Very slow dataloader

I am creating an ObjectItemList and running into very slow loading of each batch.
x,y = next(iter(dl))
takes upwards of 1 minute for each batch, even when the batch size is small (16).

This slowness shows up in calls such as show_batch(), show_results() and training in each epoch. Am I missing something? Using 64GB RAM, i7 Extreme processor and GP100 GPU.

2 Likes

Digging further, it looks like it might be related to https://github.com/pytorch/pytorch/issues/12831 (Windows issue). However, in the fastai code num_workers is set to 0 before a batch is fetched:
https://github.com/fastai/fastai/blob/master/fastai/basic_data.py#L141

Why is num_workers being set to 0?

I have a workaround for this issue. In basic_data.py num_workers needs to be set to 0 in the intercept_args function.

Rohid.
I have the same issue.
It takes about a 40 sec in my case to fetch a batch.
But I do not understand what have you done to solve it.
num_workers=0 is already there

Would you have a minute to share how exactly I need to modify basic_data.py?

In fastai\basic_data.py, add the line setting “num_workers = 0” to the intercept_args() method, to workaround this problem:

def intercept_args(self, dataset, batch_size=1, shuffle=False, sampler=None, batch_sampler=None,

             num_workers=0, collate_f=default_collate, pin_memory=True, drop_last=False,

             timeout=0, worker_init_f=None):

num_workers = 0 # add this line

self.init_kwargs = {'batch_size':batch_size, 'shuffle':shuffle, 'sampler':sampler, 'batch_sampler':batch_sampler,

                    'num_workers':num_workers, 'collate_fn':collate_fn, 'pin_memory':pin_memory,

                    'drop_last': drop_last, 'timeout':timeout, 'worker_init_fn':worker_init_fn}

old_dl_init(self, dataset, **self.init_kwargs)

Rohit

3 Likes

This explains a lot! I assumed the speed I was getting in windows was normal until I tried fastai in Ubuntu on my system on the exact same notebook, and it ran / trained ~3x faster.

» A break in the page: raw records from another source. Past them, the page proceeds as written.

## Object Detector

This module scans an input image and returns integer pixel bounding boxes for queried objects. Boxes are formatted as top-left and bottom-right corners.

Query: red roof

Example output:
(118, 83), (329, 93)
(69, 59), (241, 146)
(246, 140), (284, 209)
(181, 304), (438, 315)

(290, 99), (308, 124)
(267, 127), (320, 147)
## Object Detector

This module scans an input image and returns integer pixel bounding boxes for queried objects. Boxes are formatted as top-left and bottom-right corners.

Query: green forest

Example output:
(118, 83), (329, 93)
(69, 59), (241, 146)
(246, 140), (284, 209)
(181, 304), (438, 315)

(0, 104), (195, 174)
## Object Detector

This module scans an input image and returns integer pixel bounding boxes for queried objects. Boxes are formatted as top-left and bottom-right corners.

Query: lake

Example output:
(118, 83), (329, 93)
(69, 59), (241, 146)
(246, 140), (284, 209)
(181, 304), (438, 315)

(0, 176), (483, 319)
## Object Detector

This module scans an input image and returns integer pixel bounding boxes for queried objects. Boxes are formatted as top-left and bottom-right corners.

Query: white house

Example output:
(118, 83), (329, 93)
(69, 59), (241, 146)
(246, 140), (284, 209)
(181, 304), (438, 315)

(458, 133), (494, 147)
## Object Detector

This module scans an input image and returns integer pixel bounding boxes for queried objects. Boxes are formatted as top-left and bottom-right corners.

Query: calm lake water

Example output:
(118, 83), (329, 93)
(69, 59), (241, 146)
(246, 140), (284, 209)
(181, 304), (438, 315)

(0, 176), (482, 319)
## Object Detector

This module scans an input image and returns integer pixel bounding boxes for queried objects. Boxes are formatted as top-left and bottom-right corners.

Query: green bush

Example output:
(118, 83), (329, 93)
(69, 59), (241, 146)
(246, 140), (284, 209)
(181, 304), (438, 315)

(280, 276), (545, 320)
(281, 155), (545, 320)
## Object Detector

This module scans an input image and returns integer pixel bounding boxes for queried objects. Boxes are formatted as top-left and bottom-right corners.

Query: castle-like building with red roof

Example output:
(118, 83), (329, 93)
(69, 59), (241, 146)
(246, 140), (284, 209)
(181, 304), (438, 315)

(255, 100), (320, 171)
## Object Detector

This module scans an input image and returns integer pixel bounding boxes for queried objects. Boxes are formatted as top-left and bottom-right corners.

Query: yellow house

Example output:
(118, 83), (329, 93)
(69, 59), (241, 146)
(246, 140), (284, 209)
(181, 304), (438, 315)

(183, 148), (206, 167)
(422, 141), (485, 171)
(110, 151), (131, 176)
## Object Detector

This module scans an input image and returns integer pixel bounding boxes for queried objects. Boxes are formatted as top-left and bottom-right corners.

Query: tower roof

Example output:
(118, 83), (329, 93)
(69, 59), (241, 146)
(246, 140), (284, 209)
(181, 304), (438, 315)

On my hardware, your fix took an unet / resnet101 128x128x3 BS = 8 epoch from around 3:10 to 1:25. I get around :55 in ubuntu on the same hardware, but this is at least more reasonable on windows.

Thanks.

1 Like

I receive a

IndentationError: unexpected indent

when I add

num_workers = 0

line at the place you suggested. I tried no indentation, to multiple level indent, but none of them is working.
Do you have any clue for this?